Fly fishing flies with millennials

NEW YORK • Step aside, goat yoga. The chic way to unwind now is fly fishing. That is right. For some of the same reasons millennials recently flocked to bird-watching, this sport – long dominated by old men – is gaining popularity with a younger set.

For those who can afford the leisure time and some rudimentary equipment, it offers a reason to be outdoors, a closer connection to nature, an avenue for environmentalism, a built-in community, an opportunity for creative expression and a lifetime’s worth of niche expertise.

Fly anglers who are not vegetarian nor vegan, nor otherwise bound by the code of “catch and release”, see it as an extension of the farm-to-table movement. Plus, it is very Instagrammable, even as it encourages people to put down their phones.

And where millennials go, hospitality brands follow. Guided flyfishing excursions are now offered at many trendy boutique hotels, including The Little Nell in Aspen, Colorado, and Sage Lodge, a new nature resort just north of Yellowstone National Park in Pray, Montona.
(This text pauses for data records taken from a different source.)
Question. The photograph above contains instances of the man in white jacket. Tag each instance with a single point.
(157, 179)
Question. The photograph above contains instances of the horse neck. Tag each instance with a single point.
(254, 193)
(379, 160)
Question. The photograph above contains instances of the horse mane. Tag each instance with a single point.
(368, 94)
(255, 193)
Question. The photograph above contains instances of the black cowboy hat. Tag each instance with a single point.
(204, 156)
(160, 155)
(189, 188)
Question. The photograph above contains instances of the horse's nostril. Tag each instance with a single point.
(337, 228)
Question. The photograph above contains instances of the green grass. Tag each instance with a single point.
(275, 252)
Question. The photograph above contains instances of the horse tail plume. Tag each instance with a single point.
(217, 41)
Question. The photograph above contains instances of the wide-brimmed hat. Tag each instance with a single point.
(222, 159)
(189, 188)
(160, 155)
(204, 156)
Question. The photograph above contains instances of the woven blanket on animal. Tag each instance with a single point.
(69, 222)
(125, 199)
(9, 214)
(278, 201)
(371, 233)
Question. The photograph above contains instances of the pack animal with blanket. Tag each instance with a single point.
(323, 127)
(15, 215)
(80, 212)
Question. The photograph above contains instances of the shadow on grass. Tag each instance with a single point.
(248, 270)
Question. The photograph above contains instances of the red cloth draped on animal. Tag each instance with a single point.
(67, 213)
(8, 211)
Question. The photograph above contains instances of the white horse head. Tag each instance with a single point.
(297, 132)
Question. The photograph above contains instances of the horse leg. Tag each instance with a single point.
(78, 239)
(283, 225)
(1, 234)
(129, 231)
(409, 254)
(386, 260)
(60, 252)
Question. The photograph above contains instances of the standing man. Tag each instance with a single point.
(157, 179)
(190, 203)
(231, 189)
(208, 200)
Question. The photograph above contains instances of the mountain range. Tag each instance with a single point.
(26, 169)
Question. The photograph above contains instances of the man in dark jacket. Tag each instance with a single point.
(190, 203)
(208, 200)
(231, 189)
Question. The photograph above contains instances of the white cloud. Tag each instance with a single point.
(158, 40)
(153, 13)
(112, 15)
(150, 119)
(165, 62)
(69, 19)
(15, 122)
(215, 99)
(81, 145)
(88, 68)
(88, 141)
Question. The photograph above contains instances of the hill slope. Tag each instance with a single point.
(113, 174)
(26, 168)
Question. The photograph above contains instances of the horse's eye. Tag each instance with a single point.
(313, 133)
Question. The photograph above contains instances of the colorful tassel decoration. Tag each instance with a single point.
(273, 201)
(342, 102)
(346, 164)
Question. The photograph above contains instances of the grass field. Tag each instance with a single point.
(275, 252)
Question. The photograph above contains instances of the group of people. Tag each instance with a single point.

At the DeBruce, a boutique hotel and culinary destination in Livingston Manor, New York, the wall art, bookshelves and nine-course tasting menu have a fly-fishing theme.

The banner amenity of the hotel, where rooms start at US$449 (S$610) a night, is more than 800m of private river. Waders, rods and reels are available for rental. And in the Great Room, where elegant young couples on their honeymoon, babymoon or minimoon pass their happy hours, a full flytying station is set up in the corner.

Mr Todd Spire, 45, a digital marketer turned full-time fly guide, has built his Catskills business on this new wave of interest.

Over the past four years, his guiding outfit, Esopus Creel, grew steadily by word-of-mouth and Instagram, and earlier this year, he opened a brick-and-mortar fly shop in Phoenicia, New York.

“You have millennials who are drawn to experiences looking for authentic ways to experience this place, and you have this activity which is such a big part of both this area’s history and its conservation,” he said. And, he noted, the area is of historic importance to the sport.

Indeed, when clients fish in the Esopus Creek with Mr Spire, they are waist-deep in the same waters where baseball player Babe Ruth fished during the late 1930s. Decades before that, pioneering sportsmen also fished on the Neversink River.

Nearby, on the Beaverkill River, the inventor of the fishing vest, Mr Lee Wulff, perfected the use of his namesake flies, while his wife at the time, Mrs Joan Wulff, a competitive angler, brought novel poise and femininity to the craft of casting them. Mrs Wulff, in her 90s, still teaches at the 40-year-old school they founded, run out of a cabin near Livingston Manor.

“I’ve become completely addicted to fly fishing,” said Mr Mike Kauffman, 31, a tech entrepreneur and Manhattan resident who recently bought a home in the Catskills with his girlfriend. “I find it totally meditative – the thing I never knew I needed.”

When he started out this spring, he knew virtually nothing about the sport. But from his first guided outing with Mr Spire, Mr Kauffman and his girlfriend were hooked.

“We’re scrolling all day thinking we’re connecting with the world, but our minds aren’t satisfied,” he said. “Being out in that river is a deeper connection to nature I never really had.”

According to the 2019 Outdoor Industry Association’s Special Report On Fishing, fly fishing is the fastest-growing category of the sport. Last year, one in four anglers polled were aged 18 to 34.